Sputnik V is based on a well-studied platform of human adenoviral vectors and has demonstrated a 91.4% efficacy rate, according to the second interim data analysis of the largest double-blind, randomised, placebo-controlled Phase III clinical trials in Russia’s history involving 40,000 volunteers. The results were announced by Gamaleya Center and RDIF on November 24.

Phase 3 clinical trials of the vaccine are approved and ongoing in Belarus, the UAE, Venezuela and other countries, and Phase 2/3 have been approved in India. India, along with Brazil, China, South Korea and others, will provide the vaccine to at least 50 countries that have requested over 1.2 billion doses.

“An application has been submitted by RDIF to the WHO for accelerated registration (Emergency Use Listing, EUL) and prequalification of Sputnik V,” said Alexander Gintsburg, director general of The Gamaleya Research Institute, Moscow. WHO’s EUL procedure streamlines approvals for the global use of new or unlicensed products during public health emergencies.

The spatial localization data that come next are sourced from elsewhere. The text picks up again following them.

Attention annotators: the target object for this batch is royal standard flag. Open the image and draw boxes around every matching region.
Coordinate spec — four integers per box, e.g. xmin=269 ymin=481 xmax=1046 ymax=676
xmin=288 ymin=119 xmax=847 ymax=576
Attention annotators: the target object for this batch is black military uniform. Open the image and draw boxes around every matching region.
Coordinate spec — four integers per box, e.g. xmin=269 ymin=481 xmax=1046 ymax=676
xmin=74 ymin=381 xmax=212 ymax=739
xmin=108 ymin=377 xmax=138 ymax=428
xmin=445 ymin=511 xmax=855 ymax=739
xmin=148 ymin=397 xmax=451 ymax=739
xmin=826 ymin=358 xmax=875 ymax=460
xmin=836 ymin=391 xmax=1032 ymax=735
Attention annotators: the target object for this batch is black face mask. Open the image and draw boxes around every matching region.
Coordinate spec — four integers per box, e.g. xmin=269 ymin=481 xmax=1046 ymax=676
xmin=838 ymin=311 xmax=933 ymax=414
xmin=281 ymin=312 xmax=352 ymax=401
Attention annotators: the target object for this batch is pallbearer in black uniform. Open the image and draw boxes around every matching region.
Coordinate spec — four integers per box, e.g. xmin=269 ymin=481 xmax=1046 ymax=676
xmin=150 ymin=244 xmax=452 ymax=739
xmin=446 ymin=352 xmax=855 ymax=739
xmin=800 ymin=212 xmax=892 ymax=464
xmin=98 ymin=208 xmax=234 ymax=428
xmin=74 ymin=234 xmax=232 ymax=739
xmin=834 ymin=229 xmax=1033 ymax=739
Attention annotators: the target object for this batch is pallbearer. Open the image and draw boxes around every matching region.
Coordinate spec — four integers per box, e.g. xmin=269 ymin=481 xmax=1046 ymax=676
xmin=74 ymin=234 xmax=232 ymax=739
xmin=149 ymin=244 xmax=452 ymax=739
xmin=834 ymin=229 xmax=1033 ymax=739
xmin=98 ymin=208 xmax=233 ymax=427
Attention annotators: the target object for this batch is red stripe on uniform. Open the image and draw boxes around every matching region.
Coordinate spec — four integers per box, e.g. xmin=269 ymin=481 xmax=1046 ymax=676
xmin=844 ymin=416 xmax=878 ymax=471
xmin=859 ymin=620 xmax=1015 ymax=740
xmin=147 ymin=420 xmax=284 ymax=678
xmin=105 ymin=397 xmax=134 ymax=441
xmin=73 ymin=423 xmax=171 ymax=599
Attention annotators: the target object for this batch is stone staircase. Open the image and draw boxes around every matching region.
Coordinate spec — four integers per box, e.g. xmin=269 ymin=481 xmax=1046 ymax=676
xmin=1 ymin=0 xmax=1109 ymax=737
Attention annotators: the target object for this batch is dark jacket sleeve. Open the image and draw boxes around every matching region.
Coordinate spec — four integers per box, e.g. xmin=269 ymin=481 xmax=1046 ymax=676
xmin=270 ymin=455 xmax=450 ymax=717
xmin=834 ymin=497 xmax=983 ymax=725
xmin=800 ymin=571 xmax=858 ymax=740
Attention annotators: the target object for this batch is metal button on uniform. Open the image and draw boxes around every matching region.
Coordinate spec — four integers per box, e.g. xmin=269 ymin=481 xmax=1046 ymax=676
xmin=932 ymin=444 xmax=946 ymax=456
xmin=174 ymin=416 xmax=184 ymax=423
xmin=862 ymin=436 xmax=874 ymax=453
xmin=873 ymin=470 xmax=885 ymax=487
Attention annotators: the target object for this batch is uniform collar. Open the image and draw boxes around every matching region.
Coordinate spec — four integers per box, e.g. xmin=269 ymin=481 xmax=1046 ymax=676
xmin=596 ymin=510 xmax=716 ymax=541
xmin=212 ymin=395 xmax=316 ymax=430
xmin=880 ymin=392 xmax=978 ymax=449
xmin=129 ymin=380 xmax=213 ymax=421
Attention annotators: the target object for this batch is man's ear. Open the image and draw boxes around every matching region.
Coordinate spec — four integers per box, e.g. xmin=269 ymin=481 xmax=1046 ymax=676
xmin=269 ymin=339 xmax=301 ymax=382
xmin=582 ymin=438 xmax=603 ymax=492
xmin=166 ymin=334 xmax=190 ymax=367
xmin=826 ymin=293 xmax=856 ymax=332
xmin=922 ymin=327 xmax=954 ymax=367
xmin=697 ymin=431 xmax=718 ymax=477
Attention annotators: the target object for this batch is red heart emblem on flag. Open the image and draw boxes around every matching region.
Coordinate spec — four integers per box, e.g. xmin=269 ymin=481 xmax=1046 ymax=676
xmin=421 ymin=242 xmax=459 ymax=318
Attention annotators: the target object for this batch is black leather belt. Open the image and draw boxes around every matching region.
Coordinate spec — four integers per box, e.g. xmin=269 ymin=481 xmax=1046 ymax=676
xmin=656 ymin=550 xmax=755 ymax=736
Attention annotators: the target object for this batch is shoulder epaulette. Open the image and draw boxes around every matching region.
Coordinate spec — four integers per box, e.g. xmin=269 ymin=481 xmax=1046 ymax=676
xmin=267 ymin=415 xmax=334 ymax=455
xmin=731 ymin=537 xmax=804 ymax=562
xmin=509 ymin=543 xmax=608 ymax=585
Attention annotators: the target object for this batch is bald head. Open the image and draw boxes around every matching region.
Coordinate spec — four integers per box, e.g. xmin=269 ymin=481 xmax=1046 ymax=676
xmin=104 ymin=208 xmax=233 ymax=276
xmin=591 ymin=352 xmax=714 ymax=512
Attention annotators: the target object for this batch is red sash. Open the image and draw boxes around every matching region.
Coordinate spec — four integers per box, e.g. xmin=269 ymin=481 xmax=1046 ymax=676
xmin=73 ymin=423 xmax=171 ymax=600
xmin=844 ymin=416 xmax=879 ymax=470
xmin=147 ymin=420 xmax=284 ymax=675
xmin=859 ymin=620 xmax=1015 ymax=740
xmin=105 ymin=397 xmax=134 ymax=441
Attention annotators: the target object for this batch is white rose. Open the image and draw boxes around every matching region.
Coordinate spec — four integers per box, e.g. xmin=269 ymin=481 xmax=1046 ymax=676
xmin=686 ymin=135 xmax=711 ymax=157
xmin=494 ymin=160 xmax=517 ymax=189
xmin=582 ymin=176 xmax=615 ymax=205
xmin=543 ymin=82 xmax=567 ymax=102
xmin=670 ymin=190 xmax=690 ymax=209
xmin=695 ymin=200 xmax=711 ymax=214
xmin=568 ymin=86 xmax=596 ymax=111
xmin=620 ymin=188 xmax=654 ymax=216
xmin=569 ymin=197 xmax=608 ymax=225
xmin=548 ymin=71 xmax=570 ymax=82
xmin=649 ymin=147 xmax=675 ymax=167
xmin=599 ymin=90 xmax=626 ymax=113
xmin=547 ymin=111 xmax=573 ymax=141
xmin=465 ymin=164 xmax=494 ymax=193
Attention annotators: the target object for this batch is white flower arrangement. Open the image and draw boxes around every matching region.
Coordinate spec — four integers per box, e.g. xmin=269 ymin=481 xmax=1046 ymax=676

“There is now real hope that vaccines — in combination with other tried and tested public health measures — will help to end the pandemic. The urgency with which vaccines have been developed must be matched by the same urgency to distribute them fairly. While we work towards rolling out a safe and effective vaccine, we must continue the essential public health actions to suppress transmission and reduce mortality,” regional director, WHO, South East Asia. Poonam Khetrapal Singh, said.

She confirmed that the EUL procedure for the Oxford-AstraZeneca vaccine has begun. “WHO has had several discussions with AstraZeneca following the expression of interest that WHO issued for emergency use listing and prequalification of vaccines. We will receive more clinical data in the coming weeks. There are eight sites – some are manufacturing sites – and we will be analysing the data carefully. We expect to finalise assessments beginning of next year,” she added.

“While we look forward to the clinical trial results in India, we believe that manufacturing the product locally is crucial to enable swift access to patients. This collaboration is another step towards our commitment in the battle against Covid-19 and realising the objective of ‘Make-in-India’ campaign as envisioned by our Prime Minister,” B. Murali Krishna Reddy, director, international marketing, Hetero Labs Limited, said in a statement.

“While there are many challenges in ending Covid-19 to come beyond vaccine introduction, vaccination is the best opportunity we have to halt the transmission of Covid-19 and minimise its associated morbidity and mortality. Based on the currently available evidence, Sputnik V can play a role in the global fight against Covid-19,” said Gintsburg, expressed the confidence.